Each book is an experiment. Big time on the author's side, small time on each reader's side. There it is, the work; for you to decide whether you invest your precious time and money. Will it be worthwhile? WIIFM?
Well, if you already have made up your mind, read no further. Go get the real thing - Linchpin - in your bookstore, on-line, from a true friend, your library and so on. Or leave it for later, or ignore it forever. Up to you.
Still reading this? Thanks for your curiosity and for your trust. Let's go discover.
How to decide to read a book - or not?
If undecided, here is how I do it. The idea is to spend a little time now to decide whether the hours I will invest reading the book might be worth my while.
- Hands-on: Get the book in my hands, at bookstore, library, friends or other place. Open a random page, decide left or right, top or middle, read half the page. Does it resonate? No: close book, return, thank you. Some: Read more, up to three pages. Yes: get it, read it.
1. a) Alternative method: scan over contents. (Never seen a table of contents like in "Linchpin" before). Find something that resonates. Go there and read. No, some, yes, as above. Takes mere minutes.
- Trusted secondary source: Find people I trust and find out what they share about the book in question. Friends, acquaintances, bloggers I read for a while and trust they have no hidden agenda and disclose any affiliation. Resonance? Go / no-go? Decide in minutes.

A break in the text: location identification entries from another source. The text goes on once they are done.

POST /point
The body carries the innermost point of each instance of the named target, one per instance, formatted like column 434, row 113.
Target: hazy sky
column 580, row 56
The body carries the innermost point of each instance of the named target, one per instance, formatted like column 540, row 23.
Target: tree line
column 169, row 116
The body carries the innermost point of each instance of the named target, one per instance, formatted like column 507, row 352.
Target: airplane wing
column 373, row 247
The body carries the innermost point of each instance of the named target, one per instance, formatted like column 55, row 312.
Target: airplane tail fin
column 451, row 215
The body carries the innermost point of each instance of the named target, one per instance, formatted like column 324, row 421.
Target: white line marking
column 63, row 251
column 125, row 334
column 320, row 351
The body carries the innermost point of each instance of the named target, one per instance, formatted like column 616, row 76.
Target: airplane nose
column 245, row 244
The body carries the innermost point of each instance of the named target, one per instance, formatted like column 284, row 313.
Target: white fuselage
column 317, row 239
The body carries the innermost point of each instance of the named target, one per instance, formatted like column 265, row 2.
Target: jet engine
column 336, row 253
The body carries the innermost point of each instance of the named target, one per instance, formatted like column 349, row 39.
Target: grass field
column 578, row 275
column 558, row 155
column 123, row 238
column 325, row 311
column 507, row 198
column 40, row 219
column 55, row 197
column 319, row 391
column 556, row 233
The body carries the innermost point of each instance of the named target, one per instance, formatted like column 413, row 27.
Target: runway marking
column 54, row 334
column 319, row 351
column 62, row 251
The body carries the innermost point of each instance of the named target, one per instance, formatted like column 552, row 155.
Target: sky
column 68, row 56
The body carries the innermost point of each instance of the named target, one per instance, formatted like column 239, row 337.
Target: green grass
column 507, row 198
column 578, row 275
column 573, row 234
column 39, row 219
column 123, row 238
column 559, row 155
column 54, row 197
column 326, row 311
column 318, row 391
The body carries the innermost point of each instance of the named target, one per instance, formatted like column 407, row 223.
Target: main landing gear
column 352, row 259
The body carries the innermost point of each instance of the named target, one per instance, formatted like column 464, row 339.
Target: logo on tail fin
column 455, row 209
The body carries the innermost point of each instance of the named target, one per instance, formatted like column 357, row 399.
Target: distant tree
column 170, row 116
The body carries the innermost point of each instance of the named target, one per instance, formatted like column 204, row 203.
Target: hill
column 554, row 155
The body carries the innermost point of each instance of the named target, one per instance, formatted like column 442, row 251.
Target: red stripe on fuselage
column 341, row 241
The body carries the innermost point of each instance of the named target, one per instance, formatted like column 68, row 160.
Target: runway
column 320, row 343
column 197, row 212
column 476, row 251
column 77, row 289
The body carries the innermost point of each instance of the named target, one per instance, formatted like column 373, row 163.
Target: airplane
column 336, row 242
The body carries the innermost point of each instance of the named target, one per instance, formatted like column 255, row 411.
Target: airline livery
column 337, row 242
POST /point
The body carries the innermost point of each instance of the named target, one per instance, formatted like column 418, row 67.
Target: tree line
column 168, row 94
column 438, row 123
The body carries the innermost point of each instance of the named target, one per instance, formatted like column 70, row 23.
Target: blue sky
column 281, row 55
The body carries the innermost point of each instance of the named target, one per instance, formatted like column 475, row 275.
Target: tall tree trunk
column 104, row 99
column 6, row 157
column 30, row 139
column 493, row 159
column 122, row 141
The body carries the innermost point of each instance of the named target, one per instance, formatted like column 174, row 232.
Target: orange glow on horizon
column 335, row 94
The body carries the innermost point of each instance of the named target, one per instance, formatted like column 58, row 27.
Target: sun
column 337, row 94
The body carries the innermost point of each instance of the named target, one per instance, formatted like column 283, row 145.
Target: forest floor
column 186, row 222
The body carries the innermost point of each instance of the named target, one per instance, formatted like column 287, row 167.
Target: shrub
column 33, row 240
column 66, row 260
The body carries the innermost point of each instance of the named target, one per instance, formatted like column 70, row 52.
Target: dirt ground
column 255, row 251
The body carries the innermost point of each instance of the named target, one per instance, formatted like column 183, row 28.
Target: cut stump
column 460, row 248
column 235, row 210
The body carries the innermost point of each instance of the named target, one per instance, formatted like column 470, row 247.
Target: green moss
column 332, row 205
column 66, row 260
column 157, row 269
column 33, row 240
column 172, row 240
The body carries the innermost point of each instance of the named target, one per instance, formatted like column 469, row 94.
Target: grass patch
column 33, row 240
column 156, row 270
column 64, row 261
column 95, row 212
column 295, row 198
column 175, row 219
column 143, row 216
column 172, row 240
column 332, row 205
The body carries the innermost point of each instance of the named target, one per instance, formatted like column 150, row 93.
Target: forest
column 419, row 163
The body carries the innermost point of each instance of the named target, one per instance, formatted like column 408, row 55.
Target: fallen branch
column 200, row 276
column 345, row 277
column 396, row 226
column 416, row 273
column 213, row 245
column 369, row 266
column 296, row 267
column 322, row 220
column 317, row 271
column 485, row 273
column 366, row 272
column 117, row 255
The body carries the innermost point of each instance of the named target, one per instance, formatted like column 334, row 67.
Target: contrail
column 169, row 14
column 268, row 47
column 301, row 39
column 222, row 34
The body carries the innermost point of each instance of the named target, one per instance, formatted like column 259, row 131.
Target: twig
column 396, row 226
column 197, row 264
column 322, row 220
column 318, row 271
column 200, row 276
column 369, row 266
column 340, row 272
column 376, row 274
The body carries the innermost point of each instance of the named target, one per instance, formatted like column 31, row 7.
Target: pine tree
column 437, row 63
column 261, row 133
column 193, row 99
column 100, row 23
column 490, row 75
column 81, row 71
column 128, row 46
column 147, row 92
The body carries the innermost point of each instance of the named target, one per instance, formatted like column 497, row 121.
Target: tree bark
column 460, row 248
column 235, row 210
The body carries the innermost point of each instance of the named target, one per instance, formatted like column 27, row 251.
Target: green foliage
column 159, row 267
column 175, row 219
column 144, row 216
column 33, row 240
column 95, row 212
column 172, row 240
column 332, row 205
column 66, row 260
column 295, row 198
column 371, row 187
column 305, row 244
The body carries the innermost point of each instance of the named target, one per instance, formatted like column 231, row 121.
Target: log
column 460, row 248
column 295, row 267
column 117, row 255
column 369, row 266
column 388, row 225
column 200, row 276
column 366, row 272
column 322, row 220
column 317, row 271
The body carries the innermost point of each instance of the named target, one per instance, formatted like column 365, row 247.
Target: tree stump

- Unverified secondary source: Amazon reviews, critics, news media, gossip, hearsay, the works. Does not work so well any more with people I don't know. There is always more to read an verify whether it is worth of my trust, so I cut that short.
So I did read "Linchpin"
If you want to read my notes, here you are. I kept them on twitter, instead of the 3x5 card I usually write on. Here is a raw pdf of it.
Disclosure: I follow Seth's blog for a while and in December got a 60 page excerpt to preview in exchange for a donation to charity. Reading the whole book, the preview was good, but had not the same impact. The book left me with a much stronger impression. It (or I) ...
Changed me, because I read "Linchpin"
My passion is to make technology work for people. Besides my normal work, I love to introduce new technologies that help people connect, to do a better job in checking safety and quality. I invent and describe processes and improve technologies. I look for the next thing that might help our employees and our customers. I got richly rewarded by steady company growth and by positions and projects I had the freedom to choose, define, fill, coach, grow, and pass on. (As this is my personal blog, I do not mention the company name.)
Linchpin, to my surprise, feels like story telling mixed with watching a great performance. In ever changing variation and juicy examples Seth Godin offers me a mirror for a part of my life. Then again - what's new, been there, done that. Great to read that I am not alone with this. Great if it inspires others become unafraid, more secure of their talents, unacknowledged as they may be. Great if it helps them start working their art. Really, fine with me (yawn).
What was in it for me?
Wow.Seth Godin manages to press a visceral work accelerator I did not know I had. Hard blows against the school-industrial complex. Pulls the rug and topples factory mentality. Occupational mediocrity is unsustainable, and so is usury. Excellence is your work, and your personal unimitable art. Let it shine. More wonderful advice to try out for work. Tricks that I did with mixed success, he explained, so they now start to work for me. Smile at people more, they beam back. Notice a fresh glimpse of wonder in their eyes. May you never be the same again.
This is it. The art of innovation has been my personal calling all the time. He named it. He named some of the obstacles, too, and points out ways to progress. I have context, I see the road ahead clearer, I shift gears.
One issue I have with the book is Seth's take on quality and defects on page 65. "An increase to one in ten thousand as a defect rate is good enough for most things, except perhaps pacemakers."
No, Seth, not if such good enough parts happen to be one of thousands that go into a modern product. That can make every tenth product a lemon, with enormous cost to fix them, once made or shipped. And there can be severe damage to the company's reputation, especially if one such defective product happens to be yours and you decide to blog about it. I pity the quality inspector who might get caught for letting that one slip through.
On page 69, you mention six sigma, 3.4 defects per million units. This applies to mass production and can save significant pain. Except in bowling, until you get close to a million throws. ASQ has books and tools on six sigma. You are right, though, about why the bowling score leaves little room to be remarkable, and why organizations find success in markets where asymptotes don't exist.
So you do want to read "Linchpin"
I gave you some ideas how you can check for yourself if you really want to. Before you fully commit, you can check a free eBook: Here's How. Perhaps you may not come back.
How do YOU decide which books to read?